Is it acceptable to use rape as a plot device under these circumstances? I’d argue that it is not. I have great respect for creators who attempt to imbue their worlds with something of the depth of experiences, both positive and negative, that we might recognize as the “human condition.” Sexual assault is, to our great shame as a species, part of that. But this particular subject is a raw wound for so many people. It ruins lives. Game of Thrones is a television show, meant for escapism and entertainment. I am a firm believer that art, whether in books, film, television, painting, music, whatever, can engage with and perform a valuable service in discussing such an issue. But not like this.

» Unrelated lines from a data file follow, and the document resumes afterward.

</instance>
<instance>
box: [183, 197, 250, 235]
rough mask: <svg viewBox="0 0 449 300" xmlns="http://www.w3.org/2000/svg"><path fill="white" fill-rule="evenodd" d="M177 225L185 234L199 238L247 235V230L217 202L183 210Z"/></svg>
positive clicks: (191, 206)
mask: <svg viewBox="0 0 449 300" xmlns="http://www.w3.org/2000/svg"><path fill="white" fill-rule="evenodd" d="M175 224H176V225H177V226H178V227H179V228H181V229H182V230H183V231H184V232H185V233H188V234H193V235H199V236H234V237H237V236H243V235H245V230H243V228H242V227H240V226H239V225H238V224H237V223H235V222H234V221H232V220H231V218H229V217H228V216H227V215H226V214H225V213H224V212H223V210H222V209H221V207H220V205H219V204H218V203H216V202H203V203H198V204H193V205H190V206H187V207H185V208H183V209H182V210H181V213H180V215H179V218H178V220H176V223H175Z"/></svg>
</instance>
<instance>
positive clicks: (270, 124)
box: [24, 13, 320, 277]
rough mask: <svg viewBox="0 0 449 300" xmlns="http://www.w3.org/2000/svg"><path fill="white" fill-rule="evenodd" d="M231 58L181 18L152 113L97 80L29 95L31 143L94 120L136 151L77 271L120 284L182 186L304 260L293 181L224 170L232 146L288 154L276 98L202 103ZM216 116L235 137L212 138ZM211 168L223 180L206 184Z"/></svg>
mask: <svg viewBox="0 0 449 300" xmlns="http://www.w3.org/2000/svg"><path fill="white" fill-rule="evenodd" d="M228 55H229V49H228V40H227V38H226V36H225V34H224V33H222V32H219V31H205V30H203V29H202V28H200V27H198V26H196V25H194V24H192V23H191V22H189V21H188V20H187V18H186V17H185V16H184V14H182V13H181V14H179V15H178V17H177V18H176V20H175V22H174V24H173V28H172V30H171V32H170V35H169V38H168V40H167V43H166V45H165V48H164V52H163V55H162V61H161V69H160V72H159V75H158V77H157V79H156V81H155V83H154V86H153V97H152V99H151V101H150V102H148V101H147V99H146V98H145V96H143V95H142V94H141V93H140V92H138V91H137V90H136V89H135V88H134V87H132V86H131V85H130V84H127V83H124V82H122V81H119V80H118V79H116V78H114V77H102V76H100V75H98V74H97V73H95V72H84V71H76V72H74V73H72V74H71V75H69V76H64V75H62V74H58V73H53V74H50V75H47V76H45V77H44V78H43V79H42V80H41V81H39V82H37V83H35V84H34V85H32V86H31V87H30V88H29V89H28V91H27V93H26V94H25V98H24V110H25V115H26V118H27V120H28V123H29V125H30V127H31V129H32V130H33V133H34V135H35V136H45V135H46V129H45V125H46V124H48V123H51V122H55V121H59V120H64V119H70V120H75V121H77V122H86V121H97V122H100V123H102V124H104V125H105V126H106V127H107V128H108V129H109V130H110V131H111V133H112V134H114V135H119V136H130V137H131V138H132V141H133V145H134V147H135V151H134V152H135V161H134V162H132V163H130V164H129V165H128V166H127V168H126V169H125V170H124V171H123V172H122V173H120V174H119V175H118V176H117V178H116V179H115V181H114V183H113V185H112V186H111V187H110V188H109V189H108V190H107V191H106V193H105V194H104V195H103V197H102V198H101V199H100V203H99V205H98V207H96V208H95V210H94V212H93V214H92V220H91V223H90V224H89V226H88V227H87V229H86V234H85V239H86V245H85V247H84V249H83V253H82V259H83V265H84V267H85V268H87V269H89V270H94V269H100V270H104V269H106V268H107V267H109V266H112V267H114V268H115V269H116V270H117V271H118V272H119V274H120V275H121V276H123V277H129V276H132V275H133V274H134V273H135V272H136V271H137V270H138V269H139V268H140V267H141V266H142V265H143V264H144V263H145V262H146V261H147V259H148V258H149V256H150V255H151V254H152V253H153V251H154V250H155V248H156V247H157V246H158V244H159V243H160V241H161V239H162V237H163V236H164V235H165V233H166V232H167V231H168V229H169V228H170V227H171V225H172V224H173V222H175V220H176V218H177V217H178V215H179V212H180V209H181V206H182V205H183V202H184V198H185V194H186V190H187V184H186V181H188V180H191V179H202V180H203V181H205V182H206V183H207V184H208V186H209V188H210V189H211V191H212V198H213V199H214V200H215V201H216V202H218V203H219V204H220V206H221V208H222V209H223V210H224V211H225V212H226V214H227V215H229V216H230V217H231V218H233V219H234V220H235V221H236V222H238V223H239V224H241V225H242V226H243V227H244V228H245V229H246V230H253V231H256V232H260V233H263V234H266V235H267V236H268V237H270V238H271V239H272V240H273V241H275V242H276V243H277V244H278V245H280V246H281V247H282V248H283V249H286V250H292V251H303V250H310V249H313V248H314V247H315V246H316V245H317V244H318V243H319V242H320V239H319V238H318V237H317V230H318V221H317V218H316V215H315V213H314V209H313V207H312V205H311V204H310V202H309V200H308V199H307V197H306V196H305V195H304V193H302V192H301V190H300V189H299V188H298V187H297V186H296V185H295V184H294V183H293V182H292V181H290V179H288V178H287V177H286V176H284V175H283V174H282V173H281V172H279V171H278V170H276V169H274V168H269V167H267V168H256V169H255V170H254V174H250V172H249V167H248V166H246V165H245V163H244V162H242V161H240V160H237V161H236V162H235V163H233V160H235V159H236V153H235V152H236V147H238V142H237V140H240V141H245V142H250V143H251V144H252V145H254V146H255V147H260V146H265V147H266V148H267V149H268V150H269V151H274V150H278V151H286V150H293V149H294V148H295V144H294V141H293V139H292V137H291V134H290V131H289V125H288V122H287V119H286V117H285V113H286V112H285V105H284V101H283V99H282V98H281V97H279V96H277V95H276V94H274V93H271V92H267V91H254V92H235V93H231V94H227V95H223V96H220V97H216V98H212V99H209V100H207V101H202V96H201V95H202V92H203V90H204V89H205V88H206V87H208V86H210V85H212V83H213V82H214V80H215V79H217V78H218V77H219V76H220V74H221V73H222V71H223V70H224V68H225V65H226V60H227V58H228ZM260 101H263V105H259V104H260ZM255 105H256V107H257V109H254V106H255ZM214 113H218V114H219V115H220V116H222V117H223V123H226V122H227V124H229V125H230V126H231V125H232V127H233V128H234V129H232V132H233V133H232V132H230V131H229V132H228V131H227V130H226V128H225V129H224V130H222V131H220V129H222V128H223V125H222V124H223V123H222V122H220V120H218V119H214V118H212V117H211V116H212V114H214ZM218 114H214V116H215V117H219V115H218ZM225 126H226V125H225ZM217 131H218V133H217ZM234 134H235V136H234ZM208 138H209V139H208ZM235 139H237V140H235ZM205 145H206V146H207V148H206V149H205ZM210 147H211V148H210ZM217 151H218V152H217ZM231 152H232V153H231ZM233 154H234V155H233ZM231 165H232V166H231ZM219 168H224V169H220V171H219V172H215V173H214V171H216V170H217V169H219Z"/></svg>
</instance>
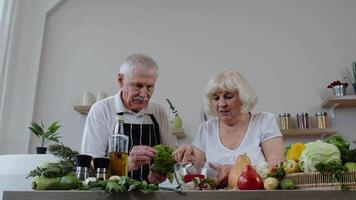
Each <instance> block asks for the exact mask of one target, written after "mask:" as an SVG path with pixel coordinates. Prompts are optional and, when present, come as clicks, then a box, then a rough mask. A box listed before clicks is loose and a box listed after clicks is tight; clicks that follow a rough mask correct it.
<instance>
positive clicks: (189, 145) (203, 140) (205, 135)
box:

The scene begins with a level of raw emotion rarely equaled even on this series. Cersei, for all that she is vindictive, manipulative, and just plain nasty, is nevertheless a mother standing over the corpse of her first-born son. The camera, as the scene opens, grants her primacy in the frame. Joffrey’s body is below, and Jaime looms behind, but Cersei’s face is at the center, where our eye is trained to fall. Hers is the dominant perspective, which maintains as she first shifts to hold Jaime. From here, as they kiss, the camera jumps into a quick series of tight, mirroring two-shots. These are romantic shots, and fitting for the scene of two parents comforting one another in the face of ultimate grief. Notice, however, that Joffrey holds the bottom edge of the frame. Notice the editing, jarring and sudden, always cutting a half-breath before it should. We’re seeing two characters driven into each other’s arms by grief and rage, their thoughts too chaotic for it be entirely genuine. 

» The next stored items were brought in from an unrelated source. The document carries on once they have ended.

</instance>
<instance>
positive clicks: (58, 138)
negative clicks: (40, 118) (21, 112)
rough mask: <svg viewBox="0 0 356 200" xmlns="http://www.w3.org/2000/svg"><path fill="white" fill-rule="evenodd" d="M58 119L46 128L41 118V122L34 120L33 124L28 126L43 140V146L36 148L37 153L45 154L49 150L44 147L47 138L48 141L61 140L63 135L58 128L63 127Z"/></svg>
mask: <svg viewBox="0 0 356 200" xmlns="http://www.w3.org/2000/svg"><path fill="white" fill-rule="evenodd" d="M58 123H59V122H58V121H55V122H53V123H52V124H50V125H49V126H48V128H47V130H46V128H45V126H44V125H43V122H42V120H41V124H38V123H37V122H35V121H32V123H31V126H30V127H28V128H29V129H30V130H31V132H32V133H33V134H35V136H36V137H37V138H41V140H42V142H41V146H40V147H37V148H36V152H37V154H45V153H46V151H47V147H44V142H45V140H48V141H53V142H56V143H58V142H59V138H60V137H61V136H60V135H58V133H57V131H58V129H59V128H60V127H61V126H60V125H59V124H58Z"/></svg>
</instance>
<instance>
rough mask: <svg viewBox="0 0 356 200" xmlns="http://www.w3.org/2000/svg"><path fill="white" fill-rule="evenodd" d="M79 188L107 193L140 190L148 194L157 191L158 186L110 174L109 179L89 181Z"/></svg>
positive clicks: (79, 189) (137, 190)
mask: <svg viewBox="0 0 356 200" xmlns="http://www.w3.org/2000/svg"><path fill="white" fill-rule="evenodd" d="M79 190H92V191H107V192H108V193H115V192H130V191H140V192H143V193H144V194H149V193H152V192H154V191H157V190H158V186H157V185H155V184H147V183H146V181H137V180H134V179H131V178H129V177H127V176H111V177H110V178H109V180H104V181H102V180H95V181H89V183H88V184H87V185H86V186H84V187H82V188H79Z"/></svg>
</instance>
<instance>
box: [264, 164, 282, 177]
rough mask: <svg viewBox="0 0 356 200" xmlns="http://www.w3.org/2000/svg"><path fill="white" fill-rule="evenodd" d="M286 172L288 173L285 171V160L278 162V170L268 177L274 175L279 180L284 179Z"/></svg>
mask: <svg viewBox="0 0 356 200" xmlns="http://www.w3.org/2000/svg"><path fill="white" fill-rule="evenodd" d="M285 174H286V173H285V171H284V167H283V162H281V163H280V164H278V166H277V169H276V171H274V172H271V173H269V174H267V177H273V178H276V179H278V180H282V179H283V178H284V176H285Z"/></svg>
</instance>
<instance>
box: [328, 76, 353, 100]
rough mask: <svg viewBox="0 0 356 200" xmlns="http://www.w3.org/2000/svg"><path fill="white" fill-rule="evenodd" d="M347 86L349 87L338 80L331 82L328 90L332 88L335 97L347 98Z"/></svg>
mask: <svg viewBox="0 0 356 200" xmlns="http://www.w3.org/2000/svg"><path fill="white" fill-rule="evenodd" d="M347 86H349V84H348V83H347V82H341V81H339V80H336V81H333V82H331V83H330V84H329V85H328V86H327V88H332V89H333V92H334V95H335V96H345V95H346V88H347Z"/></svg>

Cersei is perhaps slightly more rational, and breaks away from the kiss. But when she does, Jaime has taken control. He fills the frame, and she falls momentarily out of it. From there, the damage is done and the scene spirals into an ugliness I don’t care to discuss in more detail. Except, of course, that the camera is careful to hold Joffrey in the frame as one last obscenity. So, just to recap; The show is telling us, in every way possible, that Cersei has just had her agency and power ripped away by the man she (in a reeeeeeaaaaalllly sick way) loves, on the altar holding the corpse of their son. Um, guys? How the hell did anyone think this was a good idea? It isn’t creative, intelligent, or thought provoking. It’s just revolting. Women are 2nd class, at best, in this world. Cersei is one of the few to achieve a modicum of real influence, but even that is almost wholly dependent on her father and brother. It is clear that she regards her re-assertion of sexual power, by choosing Jaime over her husband Robert, to be a major victory in her life. That her choice is then ripped away by the man to whom she’s devoted her life is both an insult and a horror.

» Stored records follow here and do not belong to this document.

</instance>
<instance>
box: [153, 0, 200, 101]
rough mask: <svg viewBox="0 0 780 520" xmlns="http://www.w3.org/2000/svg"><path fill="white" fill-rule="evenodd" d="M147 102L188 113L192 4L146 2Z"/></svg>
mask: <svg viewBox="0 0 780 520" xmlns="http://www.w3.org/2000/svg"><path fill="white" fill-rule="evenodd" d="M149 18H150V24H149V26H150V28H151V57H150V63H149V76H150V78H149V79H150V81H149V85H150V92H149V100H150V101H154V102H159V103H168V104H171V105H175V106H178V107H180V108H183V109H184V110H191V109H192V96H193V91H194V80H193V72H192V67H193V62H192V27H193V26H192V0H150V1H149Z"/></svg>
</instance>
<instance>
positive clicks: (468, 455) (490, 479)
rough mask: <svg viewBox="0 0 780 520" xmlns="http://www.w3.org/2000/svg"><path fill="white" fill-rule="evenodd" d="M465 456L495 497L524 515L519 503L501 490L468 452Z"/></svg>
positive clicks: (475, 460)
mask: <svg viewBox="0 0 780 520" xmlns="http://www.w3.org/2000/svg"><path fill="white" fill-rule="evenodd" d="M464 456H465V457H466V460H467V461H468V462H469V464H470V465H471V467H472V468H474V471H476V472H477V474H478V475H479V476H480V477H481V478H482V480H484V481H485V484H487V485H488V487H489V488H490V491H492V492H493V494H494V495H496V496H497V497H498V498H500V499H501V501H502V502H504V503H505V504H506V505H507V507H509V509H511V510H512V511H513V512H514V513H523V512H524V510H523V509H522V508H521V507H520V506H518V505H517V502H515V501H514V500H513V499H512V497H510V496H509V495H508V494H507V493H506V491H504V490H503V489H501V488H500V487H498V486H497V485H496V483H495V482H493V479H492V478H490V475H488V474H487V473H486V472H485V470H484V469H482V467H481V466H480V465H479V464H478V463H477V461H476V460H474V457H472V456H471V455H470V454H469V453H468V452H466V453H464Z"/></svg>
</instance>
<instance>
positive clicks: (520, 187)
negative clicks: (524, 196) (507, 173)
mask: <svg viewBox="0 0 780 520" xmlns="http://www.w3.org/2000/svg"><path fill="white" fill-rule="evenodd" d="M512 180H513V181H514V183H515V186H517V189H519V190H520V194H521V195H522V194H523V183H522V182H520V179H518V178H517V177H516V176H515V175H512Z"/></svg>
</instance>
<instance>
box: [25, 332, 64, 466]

Look, I get why they did it. Cersei is going to spend the next couple of seasons in a downward spiral, and if this doesn't get it started then nothing will. Jaime needed some darkness and edge back in his character, and violent rape sure fits the bill! Bullshit. I know why the producers did this, but their reasons are wrong. Cersei just watched her first-born child choke on his own blood. She has plenty of justification to go crazy for a while. And Jaime, poor Jaime...... Here’s the mistake the show made: It had set up the character as a maimed knight, capable of killing, searching for a new identity, deeply honorable but profoundly fucked-up emotionally. That is a fascinating, complex, charismatic character. Some may love him, some may hate him, but everyone will be intrigued by him. Now, though, the only emotion is hate. Jaime crossed every line, and there’s no turning back. I hope we don’t look back on this moment and say the same of the show.